The company's strategy is to offer a full spectrum of solutions for the trucking industry. To that end, they not only offer the typical truck parts and service and leasing services, but also five full body shops, a fabrication facility, a detail shop, and parts-only stores, including its own private label of aftermarket parts called Road Champion. They offer customized solutions, such as operating three additional parts locations within a major trucking company's facilities in three states.
In fact, Worldwide Equipment is one of the most diversified dealer groups in the country. Dotson explains that this is largely due to its roots in rural America, in the Appalachians, where the roads weren't good and it might take five hours to drive to the next-nearest dealer.
"We had to learn to be all things to our customers," he says. "You couldn't run across the street to the other parts place or dealership or salvage yard."
Worldwide Equipment is no longer limited to those type of rural operations, but the strategy still works well for them, as today's customers are limited more by time than by distance. "We try to be more than just your normal truck dealership," Dotson says.
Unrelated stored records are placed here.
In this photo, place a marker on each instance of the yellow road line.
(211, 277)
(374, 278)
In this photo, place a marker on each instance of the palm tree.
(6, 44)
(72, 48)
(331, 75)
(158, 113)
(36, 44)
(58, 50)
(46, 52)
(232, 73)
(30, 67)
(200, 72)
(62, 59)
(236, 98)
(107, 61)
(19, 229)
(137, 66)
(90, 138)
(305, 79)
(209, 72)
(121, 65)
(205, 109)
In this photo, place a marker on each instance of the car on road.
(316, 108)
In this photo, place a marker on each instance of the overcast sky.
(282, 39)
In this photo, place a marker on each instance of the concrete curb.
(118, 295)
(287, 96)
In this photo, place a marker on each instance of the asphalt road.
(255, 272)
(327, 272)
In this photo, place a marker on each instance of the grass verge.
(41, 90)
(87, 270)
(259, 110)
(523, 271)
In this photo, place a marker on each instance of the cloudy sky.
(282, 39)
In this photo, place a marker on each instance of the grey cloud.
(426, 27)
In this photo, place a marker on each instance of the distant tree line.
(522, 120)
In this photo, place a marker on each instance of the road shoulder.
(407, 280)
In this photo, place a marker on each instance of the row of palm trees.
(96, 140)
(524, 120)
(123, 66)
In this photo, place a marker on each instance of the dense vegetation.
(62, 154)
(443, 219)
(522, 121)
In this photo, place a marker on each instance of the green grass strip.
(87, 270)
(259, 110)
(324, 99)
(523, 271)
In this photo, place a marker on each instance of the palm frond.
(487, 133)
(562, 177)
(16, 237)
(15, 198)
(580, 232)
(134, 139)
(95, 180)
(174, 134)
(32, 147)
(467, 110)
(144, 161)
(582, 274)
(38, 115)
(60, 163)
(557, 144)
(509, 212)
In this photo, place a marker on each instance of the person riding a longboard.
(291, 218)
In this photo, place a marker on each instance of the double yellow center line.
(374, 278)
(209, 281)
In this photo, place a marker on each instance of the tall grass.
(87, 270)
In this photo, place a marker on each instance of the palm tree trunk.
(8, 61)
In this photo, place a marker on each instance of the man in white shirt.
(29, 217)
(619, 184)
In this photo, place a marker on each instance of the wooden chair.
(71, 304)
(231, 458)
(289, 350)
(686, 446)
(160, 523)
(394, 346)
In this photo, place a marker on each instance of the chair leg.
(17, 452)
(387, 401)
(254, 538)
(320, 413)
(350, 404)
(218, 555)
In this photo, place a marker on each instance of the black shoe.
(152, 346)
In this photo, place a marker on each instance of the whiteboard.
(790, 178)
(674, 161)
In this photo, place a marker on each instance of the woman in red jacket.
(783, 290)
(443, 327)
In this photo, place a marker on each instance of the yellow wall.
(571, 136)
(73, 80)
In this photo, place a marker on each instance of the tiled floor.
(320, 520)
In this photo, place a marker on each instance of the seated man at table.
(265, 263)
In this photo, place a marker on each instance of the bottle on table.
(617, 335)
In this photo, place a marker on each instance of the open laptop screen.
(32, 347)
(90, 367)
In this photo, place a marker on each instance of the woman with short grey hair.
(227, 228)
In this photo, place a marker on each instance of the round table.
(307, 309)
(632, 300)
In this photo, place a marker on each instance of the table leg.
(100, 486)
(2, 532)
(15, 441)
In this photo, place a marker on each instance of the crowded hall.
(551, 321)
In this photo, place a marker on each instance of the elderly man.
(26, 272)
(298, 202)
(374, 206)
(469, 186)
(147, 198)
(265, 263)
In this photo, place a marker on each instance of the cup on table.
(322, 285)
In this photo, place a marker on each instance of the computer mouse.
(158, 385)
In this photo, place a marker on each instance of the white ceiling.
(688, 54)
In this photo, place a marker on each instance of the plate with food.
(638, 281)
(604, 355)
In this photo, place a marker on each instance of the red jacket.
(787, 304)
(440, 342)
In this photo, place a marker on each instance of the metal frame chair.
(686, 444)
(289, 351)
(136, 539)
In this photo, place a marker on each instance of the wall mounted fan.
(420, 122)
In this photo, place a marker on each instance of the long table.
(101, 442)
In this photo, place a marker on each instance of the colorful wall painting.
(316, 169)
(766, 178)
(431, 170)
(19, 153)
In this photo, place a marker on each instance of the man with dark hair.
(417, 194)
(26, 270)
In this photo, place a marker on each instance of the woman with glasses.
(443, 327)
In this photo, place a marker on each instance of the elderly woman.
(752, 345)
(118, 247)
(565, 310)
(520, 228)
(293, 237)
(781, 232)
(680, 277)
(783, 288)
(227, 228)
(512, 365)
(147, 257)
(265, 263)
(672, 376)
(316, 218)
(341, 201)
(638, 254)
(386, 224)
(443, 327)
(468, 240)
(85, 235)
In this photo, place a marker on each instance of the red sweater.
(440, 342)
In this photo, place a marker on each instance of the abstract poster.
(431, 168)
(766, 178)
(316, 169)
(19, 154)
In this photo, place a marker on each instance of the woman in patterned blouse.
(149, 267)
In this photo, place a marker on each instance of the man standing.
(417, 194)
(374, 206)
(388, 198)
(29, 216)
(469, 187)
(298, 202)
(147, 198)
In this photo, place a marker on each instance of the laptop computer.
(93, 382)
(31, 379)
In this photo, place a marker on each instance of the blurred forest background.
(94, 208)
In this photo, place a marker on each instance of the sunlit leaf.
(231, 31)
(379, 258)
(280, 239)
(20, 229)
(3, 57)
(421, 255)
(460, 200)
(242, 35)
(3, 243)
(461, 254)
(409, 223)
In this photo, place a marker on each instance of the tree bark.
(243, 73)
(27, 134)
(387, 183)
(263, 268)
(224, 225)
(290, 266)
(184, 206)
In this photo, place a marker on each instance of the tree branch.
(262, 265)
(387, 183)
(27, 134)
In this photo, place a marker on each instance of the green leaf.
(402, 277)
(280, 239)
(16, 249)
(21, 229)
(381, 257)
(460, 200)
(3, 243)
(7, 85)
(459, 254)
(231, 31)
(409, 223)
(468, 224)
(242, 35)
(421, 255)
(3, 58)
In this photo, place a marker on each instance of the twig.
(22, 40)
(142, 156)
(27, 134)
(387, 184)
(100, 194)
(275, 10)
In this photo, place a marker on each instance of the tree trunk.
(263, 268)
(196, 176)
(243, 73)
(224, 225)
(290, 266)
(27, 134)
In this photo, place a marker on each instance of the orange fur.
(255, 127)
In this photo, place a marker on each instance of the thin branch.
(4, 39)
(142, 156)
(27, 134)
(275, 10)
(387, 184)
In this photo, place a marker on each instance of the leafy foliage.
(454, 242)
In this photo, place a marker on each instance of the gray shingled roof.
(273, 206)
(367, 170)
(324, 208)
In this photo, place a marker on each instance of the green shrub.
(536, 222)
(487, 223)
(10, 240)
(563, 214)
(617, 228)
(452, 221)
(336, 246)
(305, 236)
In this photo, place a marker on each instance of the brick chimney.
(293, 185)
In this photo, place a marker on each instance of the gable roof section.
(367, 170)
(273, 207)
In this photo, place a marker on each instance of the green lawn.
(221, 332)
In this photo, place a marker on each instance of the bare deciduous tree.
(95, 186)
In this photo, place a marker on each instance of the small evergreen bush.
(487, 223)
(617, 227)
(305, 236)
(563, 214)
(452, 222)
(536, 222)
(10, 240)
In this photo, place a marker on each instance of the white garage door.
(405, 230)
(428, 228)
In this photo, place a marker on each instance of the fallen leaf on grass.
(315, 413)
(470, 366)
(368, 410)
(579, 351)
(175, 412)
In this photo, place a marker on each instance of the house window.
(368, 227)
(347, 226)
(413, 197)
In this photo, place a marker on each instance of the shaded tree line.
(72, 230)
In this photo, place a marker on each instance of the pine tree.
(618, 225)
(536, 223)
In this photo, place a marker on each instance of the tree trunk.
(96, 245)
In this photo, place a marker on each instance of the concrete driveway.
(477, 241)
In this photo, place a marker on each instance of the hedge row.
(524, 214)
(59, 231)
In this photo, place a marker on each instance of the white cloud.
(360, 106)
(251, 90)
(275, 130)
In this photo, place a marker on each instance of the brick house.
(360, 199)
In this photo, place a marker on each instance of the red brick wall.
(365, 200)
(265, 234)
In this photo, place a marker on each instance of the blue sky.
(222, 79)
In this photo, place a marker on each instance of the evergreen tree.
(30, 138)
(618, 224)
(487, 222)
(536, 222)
In each of its markets, the company consistently produces top market share numbers. The 2011 fiscal year saw an average 36% share for truck sales across all divisions, with one division producing over 80% and four others at 50%. Worldwide Eqiupment has 58% of the total parts business in its market, and its best market has 114% market share, stocking products not normally listed as truck parts, such as hand towels.
Dotson says he has found that the best way to keep our customers happy is to keep employees happy.
"My people are our more important asset," Dotson says. "I put them first, then ask them to put our customers first."
He says he hates to use a corporate buzzword, "empowering" his employees, but "I tell them to rent helicopters if they need to, but take care of their customers. You hire good people, let them do their work, and respect them if they make good decisions." He's proud of the longevity of his staff; the average employee tenure is 16 years.
Dotson also is committed to improving education in Appalachia. He has served as a board member of University of Pikeville for over 25 years and as chairman of the board for 15 years. Under his leadership, the school grew its enrollment from 200 to over 1,200 students. It has opened a medical school that is now the second largest medical school in the state and one of the top 20 schools in the U.S. in the study of rural medicine.
"I think it's important that we as businesspoople give back to our communities, and we strive real hard to do that," Dotson says. "Sometimes [business owners] get real busy taking care of business and forget to take care of our community, and I think we, as business leaders, need to always leave things better than we found them."